Think of a monitoring stack as the dashboard of a car - it shows you important information about what's happening "under the hood" of your Kubernetes environment, helping you detect issues before they become problems.

Why Monitoring Matters in Kubernetes

Kubernetes environments are dynamic and complex. Without proper monitoring:

  • You won't know if your applications are healthy
  • Resource bottlenecks may go undetected
  • Troubleshooting becomes difficult
  • Scaling decisions lack data

Core Components of a Kubernetes Monitoring Stack

A typical Kubernetes monitoring stack consists of these primary components:

Let's break down each component and how they work together.

Setting Up Prometheus for Metrics Collection

Prometheus is the de-facto standard for Kubernetes metrics collection.

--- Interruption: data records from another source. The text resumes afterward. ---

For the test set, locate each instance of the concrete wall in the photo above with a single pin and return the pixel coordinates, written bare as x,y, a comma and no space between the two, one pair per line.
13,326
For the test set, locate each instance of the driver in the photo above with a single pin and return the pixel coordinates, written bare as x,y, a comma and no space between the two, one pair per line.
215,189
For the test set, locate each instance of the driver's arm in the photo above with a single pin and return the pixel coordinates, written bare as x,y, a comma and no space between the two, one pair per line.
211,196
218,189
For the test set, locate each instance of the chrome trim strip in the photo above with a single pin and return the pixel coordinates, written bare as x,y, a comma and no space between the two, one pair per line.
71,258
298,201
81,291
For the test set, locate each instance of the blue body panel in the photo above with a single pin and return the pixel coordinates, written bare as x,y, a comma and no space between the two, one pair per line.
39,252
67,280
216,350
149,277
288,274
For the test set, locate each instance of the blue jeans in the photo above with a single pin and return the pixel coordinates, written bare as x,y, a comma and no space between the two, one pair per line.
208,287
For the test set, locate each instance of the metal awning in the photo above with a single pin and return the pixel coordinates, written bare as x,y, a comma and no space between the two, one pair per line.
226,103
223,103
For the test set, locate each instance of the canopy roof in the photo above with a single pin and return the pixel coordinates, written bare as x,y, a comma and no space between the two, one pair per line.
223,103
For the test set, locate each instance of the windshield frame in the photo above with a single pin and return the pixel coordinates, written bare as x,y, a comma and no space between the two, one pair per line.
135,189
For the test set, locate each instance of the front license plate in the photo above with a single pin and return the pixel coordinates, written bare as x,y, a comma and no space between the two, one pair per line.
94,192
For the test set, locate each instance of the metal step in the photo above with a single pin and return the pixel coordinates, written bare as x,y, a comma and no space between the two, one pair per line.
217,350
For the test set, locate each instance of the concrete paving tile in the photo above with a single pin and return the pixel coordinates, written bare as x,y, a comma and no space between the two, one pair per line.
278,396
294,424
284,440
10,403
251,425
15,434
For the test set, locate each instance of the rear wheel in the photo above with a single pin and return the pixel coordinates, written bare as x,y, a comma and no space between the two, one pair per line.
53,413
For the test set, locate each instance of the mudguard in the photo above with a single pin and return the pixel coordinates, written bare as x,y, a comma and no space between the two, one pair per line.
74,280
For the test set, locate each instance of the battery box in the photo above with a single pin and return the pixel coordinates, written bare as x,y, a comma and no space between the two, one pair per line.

Installing Prometheus with Helm

Helm makes it easy to install Prometheus on your Kubernetes cluster:

bash
# Add the Prometheus community Helm repository
helm repo add prometheus-community https://prometheus-community.github.io/helm-charts
helm repo update

# Install Prometheus
helm install prometheus prometheus-community/prometheus -n monitoring --create-namespace

Understanding Prometheus Configuration

Prometheus uses a YAML configuration file. Here's a simplified example:

yaml
global:
scrape_interval: 15s

scrape_configs:
- job_name: 'kubernetes-pods'
kubernetes_sd_configs:
- role: pod
relabel_configs:
- source_labels: [__meta_kubernetes_pod_annotation_prometheus_io_scrape]
action: keep
regex: true

How Prometheus Works

Prometheus works by "scraping" metrics from HTTP endpoints exposed by your applications and Kubernetes components. It stores these metrics in a time-series database.

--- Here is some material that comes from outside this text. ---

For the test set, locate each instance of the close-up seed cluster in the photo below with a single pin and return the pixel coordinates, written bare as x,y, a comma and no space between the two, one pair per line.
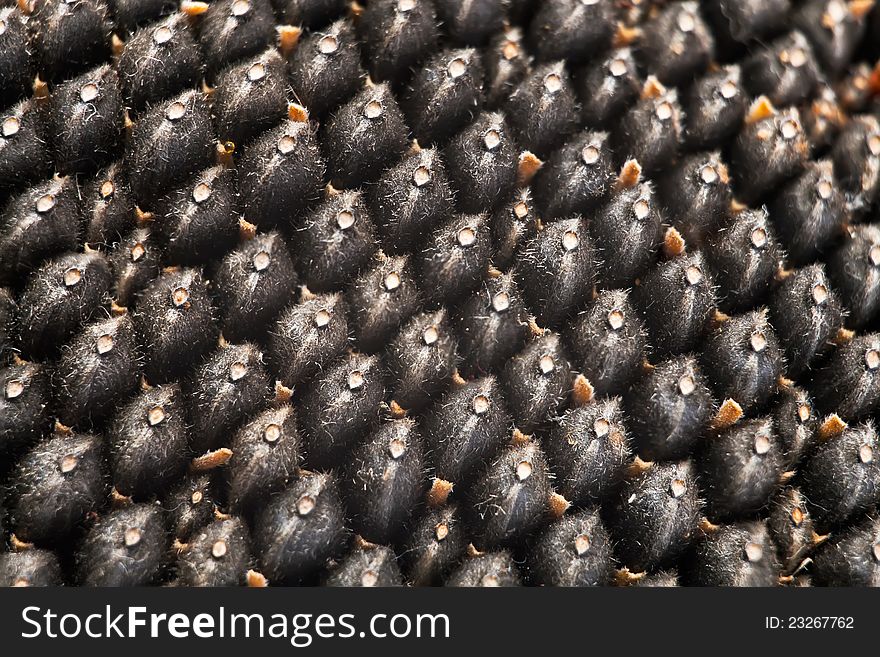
439,292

To make your application scrape-able by Prometheus, you need to:

  1. Expose metrics on an HTTP endpoint (commonly /metrics)
  2. Format the metrics in the Prometheus format
  3. Add the right annotations to your Kubernetes resources

Here's an example of a Pod with Prometheus annotations:

yaml
apiVersion: v1
kind: Pod
metadata:
name: example-app
annotations:
prometheus.io/scrape: "true"
prometheus.io/port: "8080"
prometheus.io/path: "/metrics"
spec:
containers:
- name: example-app
image: example-app:latest
ports:
- containerPort: 8080

Setting Up Grafana for Visualization

Grafana turns your metrics into visual dashboards.

Installing Grafana

bash
# Add Grafana Helm repository
helm repo add grafana https://grafana.github.io/helm-charts
helm repo update

# Install Grafana
helm install grafana grafana/grafana -n monitoring

Getting the Grafana Password

bash
kubectl get secret --namespace monitoring grafana -o jsonpath="{.data.admin-password}" | base64 --decode ; echo

Connecting Grafana to Prometheus

Once installed, you'll need to:

  1. Log in to Grafana UI
  2. Go to Configuration > Data Sources
  3. Add a new Prometheus data source with URL: http://prometheus-server.monitoring.svc.cluster.local

Creating Your First Dashboard

Let's create a simple dashboard to monitor CPU and memory usage:

  1. In Grafana, click "Create Dashboard"
  2. Add a new panel
  3. Use this PromQL query for CPU usage:
sum(rate(container_cpu_usage_seconds_total{pod=~"$pod"}[5m])) by (pod)
  1. Add another panel with this query for memory usage:
sum(container_memory_usage_bytes{pod=~"$pod"}) by (pod)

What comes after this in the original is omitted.